Na szczęście w takich sytuacjach prawo stoi po stronie klienta banku – również przedsiębiorcy. Nowelizacja ustawy z lipca 2018 roku nałożyła na banki obowiązek udzielenia klientowi pomocy w odzyskaniu środków przelanych niewłaściwemu odbiorcy. Zacznij więc od zadzwonienia do banku lub skontaktowania się z nim przez chat na stronie.
Po otrzymaniu zgłoszenia bank ma maksymalnie 3 dni na to, aby wystąpić do odbiorcy przelewu lub jego banku z wnioskiem o zwrócenie błędnie przelanych środków. Zwykle to wystarczy, bo nie trzeba od razu zakładać, że odbiorca jest nieuczciwy. Zgodnie z ustawą ma on 30 dni na to, aby zwrócić nienależne mu pieniądze. Trafią na one na osobny rachunek techniczny, skąd następnie zostaną przelane na Twoje konto.
Może się tak oczywiście zdarzyć. Wtedy musisz wystąpić do swojego banku z wnioskiem o to, aby ten wystąpił do banku odbiorcy z wnioskiem o udostępnienie pełnych danych nieuczciwego klienta. W takich przypadkach banki są zwolnione z obowiązku dochowania tajemnicy bankowej. Dysponując tymi danymi możesz od razu pójść na policję i zgłosić wyłudzenie. Policja zajmie się tą sprawą i prawdopodobnie zostanie wszczęte dochodzenie prokuratorskie.
W skrajnym przypadku (jeśli sprawa np. zostanie umorzona), pozostanie Ci już tylko walka w sądzie.
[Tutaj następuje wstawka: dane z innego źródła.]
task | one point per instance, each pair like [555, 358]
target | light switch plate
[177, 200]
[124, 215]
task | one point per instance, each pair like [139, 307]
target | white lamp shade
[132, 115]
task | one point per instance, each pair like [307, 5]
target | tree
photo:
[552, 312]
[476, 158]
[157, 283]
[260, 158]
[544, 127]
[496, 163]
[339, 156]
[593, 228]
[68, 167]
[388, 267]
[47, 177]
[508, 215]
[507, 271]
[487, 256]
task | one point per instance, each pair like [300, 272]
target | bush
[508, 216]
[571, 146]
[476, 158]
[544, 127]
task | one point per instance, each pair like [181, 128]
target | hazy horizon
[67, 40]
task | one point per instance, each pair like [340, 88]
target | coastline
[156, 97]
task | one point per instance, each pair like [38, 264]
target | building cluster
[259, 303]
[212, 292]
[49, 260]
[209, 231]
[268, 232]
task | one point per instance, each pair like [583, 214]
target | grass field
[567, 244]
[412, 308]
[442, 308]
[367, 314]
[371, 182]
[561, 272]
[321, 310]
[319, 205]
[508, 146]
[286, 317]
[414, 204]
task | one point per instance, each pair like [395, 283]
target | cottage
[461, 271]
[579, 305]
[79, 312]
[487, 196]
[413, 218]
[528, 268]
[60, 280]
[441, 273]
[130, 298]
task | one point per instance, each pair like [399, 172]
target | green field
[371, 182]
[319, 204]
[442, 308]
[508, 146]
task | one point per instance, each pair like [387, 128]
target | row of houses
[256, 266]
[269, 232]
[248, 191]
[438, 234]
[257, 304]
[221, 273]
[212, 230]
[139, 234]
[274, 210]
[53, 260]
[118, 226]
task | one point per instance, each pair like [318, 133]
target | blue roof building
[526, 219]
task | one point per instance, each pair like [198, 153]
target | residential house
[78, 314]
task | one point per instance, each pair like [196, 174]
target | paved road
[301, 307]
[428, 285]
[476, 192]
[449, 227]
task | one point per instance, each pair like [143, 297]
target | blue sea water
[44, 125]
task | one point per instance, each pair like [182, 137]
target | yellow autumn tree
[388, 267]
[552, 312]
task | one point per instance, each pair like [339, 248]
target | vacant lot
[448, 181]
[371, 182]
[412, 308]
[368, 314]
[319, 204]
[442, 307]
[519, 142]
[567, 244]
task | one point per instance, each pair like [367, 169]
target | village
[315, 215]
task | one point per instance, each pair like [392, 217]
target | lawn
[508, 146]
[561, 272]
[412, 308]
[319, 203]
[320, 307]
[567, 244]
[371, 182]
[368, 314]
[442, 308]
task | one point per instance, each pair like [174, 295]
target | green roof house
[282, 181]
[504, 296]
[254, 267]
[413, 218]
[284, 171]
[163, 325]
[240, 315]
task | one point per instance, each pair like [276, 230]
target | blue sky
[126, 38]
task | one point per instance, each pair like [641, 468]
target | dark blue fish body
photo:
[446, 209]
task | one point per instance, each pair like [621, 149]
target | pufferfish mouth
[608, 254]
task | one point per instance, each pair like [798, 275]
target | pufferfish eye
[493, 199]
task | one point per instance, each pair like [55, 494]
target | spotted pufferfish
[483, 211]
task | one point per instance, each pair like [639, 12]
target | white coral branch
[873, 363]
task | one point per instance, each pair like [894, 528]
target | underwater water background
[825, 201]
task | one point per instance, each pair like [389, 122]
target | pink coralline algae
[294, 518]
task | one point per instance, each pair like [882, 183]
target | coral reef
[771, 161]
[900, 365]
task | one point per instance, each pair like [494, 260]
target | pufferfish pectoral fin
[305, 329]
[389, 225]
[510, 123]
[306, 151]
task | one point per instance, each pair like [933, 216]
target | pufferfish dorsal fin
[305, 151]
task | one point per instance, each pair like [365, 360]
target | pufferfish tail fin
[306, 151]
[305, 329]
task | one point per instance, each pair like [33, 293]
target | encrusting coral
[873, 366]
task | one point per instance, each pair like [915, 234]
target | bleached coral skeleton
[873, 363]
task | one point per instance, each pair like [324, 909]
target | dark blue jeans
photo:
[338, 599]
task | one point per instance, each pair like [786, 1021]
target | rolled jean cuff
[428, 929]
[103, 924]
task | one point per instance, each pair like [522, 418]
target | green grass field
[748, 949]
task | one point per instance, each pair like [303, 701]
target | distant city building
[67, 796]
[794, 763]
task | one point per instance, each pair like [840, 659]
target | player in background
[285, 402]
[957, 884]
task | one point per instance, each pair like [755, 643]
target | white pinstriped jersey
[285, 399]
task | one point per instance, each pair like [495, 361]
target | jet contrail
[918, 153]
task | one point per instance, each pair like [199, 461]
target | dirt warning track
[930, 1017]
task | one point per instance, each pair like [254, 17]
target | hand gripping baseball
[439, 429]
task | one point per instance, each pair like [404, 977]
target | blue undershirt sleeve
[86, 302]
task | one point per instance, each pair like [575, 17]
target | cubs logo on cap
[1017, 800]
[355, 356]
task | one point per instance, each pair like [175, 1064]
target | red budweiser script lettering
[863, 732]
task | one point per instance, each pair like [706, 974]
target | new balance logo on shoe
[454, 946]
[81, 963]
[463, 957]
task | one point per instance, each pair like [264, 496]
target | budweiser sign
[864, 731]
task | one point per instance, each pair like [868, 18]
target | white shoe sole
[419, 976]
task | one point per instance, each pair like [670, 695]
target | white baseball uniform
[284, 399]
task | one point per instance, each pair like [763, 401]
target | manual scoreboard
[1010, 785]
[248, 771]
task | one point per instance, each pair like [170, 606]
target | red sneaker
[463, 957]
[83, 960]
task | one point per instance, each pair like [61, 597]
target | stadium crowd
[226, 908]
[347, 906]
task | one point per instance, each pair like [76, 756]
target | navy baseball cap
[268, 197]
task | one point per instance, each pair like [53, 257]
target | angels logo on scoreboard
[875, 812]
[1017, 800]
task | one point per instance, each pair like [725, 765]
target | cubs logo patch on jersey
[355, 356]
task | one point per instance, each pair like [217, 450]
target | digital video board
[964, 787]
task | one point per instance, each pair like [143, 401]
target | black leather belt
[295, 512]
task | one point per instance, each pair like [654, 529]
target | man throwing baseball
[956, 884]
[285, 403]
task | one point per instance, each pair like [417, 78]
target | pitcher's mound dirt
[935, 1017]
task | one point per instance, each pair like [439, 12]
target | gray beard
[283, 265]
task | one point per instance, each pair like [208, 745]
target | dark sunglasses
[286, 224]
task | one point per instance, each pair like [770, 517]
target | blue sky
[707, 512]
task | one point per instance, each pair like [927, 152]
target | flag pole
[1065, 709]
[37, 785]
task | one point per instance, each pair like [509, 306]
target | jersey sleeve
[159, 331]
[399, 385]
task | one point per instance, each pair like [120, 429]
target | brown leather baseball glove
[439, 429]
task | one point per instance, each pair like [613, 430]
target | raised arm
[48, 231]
Dysponując danymi niewłaściwego odbiorcy przelewu możesz wystąpić z wnioskiem o zajęcie komornicze na poczet Twojej wierzytelności.
Nie zakładaj jednak najgorszego. Z praktyki bankowej wynika, że błędne przelewy bardzo szybko wracają na konto nadawcy bez konieczności angażowania w to organów ścigania czy sądów. Na przyszłość natomiast zachowaj większą uwagę przy wypełnianiu danych do przelewu.